Gartner made a few assumptions to come up with its spending forecast, including that the average selling price for firewalls will continue to grow by two to three percent until the end of 2018.

This is in part due to a thirst among “web-scale organisations”, as well as enterprise and service providers, for expensive, high capacity firewall equipment. After the end of 2018 though, all bets are off for firewall revenues.

As businesses move more computing infrastructure to the cloud, the likes of Amazon Web Services, Microsoft Azure and Google’s Cloud Platform are offering firewall features as part of the service, such as AWS’s Web Application Firewall.

Gartner however doesn’t expect public cloud adoption to meaningfully impact firewall spending until 2019 by which time it expects so-called “cloud access security brokers” or CASBs to be playing a bigger role in security.

Microsoft last year acquired one of a handful of CASBs, called Adallom, which it’s now offering as Microsoft Cloud App Security.

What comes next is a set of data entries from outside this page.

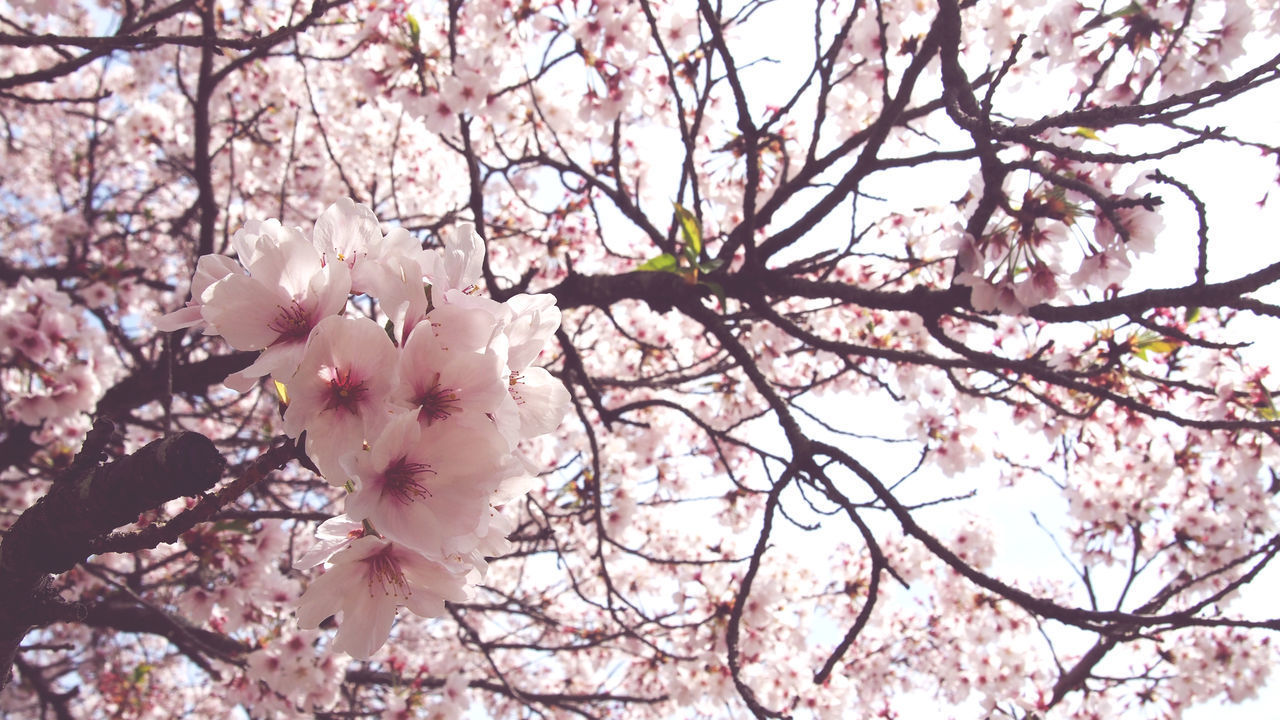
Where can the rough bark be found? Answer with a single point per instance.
(88, 501)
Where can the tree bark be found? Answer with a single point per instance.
(90, 500)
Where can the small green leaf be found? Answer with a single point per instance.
(664, 263)
(282, 392)
(415, 31)
(689, 228)
(716, 290)
(242, 527)
(690, 254)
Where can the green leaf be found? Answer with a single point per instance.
(717, 290)
(690, 254)
(242, 527)
(415, 31)
(664, 263)
(689, 229)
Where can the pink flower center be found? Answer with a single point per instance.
(405, 482)
(344, 392)
(385, 572)
(293, 323)
(437, 402)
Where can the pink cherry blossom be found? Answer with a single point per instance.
(339, 390)
(366, 583)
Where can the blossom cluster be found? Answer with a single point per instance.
(53, 355)
(417, 418)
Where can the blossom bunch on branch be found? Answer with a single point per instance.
(417, 408)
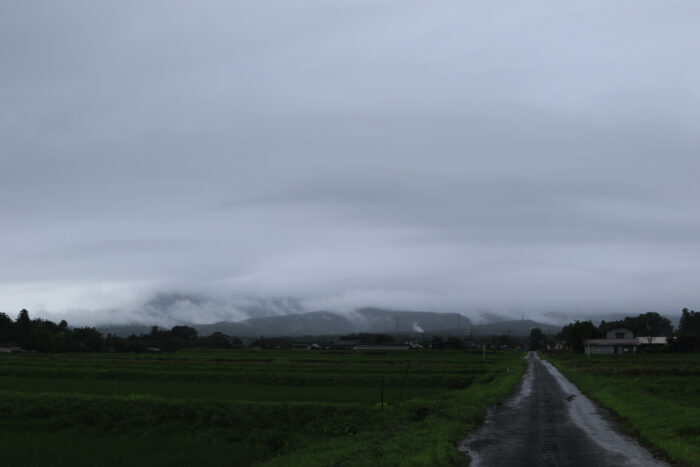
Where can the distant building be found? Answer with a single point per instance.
(382, 347)
(618, 340)
(652, 340)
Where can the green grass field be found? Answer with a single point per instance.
(244, 407)
(656, 396)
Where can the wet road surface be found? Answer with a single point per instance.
(548, 422)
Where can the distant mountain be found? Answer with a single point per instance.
(326, 323)
(515, 328)
(372, 320)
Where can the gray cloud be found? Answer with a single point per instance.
(489, 157)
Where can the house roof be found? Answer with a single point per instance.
(611, 342)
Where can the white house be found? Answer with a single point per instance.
(618, 340)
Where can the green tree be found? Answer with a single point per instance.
(537, 341)
(575, 333)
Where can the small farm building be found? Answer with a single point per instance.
(618, 340)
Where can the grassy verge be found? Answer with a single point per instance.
(420, 432)
(656, 396)
(137, 417)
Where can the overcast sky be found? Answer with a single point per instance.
(536, 157)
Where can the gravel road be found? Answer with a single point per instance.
(548, 422)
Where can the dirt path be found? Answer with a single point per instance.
(548, 422)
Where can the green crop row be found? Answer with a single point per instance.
(662, 408)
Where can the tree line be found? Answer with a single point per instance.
(46, 336)
(685, 339)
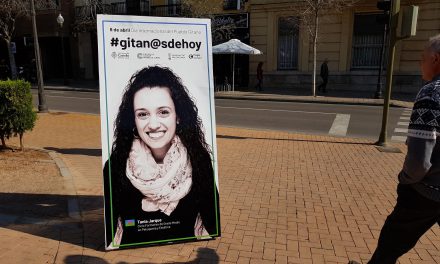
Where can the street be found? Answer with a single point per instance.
(357, 121)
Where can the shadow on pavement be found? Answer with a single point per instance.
(204, 255)
(47, 216)
(297, 140)
(77, 151)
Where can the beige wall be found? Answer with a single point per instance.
(334, 37)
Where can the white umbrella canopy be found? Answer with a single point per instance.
(234, 46)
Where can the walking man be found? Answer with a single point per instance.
(324, 76)
(259, 85)
(418, 200)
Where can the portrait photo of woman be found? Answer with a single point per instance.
(159, 182)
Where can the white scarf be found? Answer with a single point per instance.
(162, 184)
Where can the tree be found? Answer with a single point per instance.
(310, 11)
(16, 111)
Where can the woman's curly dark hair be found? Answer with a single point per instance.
(189, 129)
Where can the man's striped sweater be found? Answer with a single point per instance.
(421, 168)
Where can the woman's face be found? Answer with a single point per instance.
(155, 118)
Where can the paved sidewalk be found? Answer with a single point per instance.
(285, 198)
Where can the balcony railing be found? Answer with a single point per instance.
(116, 8)
(166, 10)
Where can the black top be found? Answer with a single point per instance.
(140, 226)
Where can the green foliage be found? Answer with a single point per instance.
(16, 113)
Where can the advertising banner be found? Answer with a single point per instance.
(159, 154)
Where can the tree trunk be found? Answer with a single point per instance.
(21, 142)
(315, 42)
(11, 61)
(3, 142)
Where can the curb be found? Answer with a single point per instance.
(393, 103)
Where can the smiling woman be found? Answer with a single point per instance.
(159, 182)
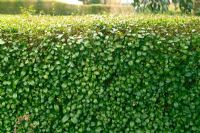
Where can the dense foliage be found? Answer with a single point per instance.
(50, 7)
(197, 7)
(99, 74)
(155, 6)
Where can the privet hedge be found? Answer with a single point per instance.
(99, 74)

CASB broadly offers a means of controlling ‘shadow IT’ in the enterprise or the phenomenon of employees bringing their own cloud apps to work. The technology offers enterprise a way of managing these apps via policy settings.

Gartner expects that the CASB approach to cloud apps will be expanded to include infrastructure and platform services delivered via the cloud.

This will impact spending on firewall products, however Gartner reckons it will be several years before this takes effect.

The firm notes: “While software as a service (SaaS) adoption is growing, the effect on firewall spending will be limited for the next three years. SaaS is the first choice for only 16 percent of CIOs surveyed by Gartner in 2015. Transitions also take time, during which vendors of cloud access security brokers (CASBs) will not only continue to evolve to cover more than just SaaS, but also perform similar roles for infrastructure as a service (IaaS) and platform as a service (PaaS). In addition, firewall vendors will also have to deal with one of their main challenges for the next few years: decrypting Secure Sockets Layer (SSL) at scale.”

Gartner also sees significant growth in spending on technologies to prevent data leakage (DLP). Today around half of all businesses have DLP platform installed, but expects that to rise to 90 percent by 2018.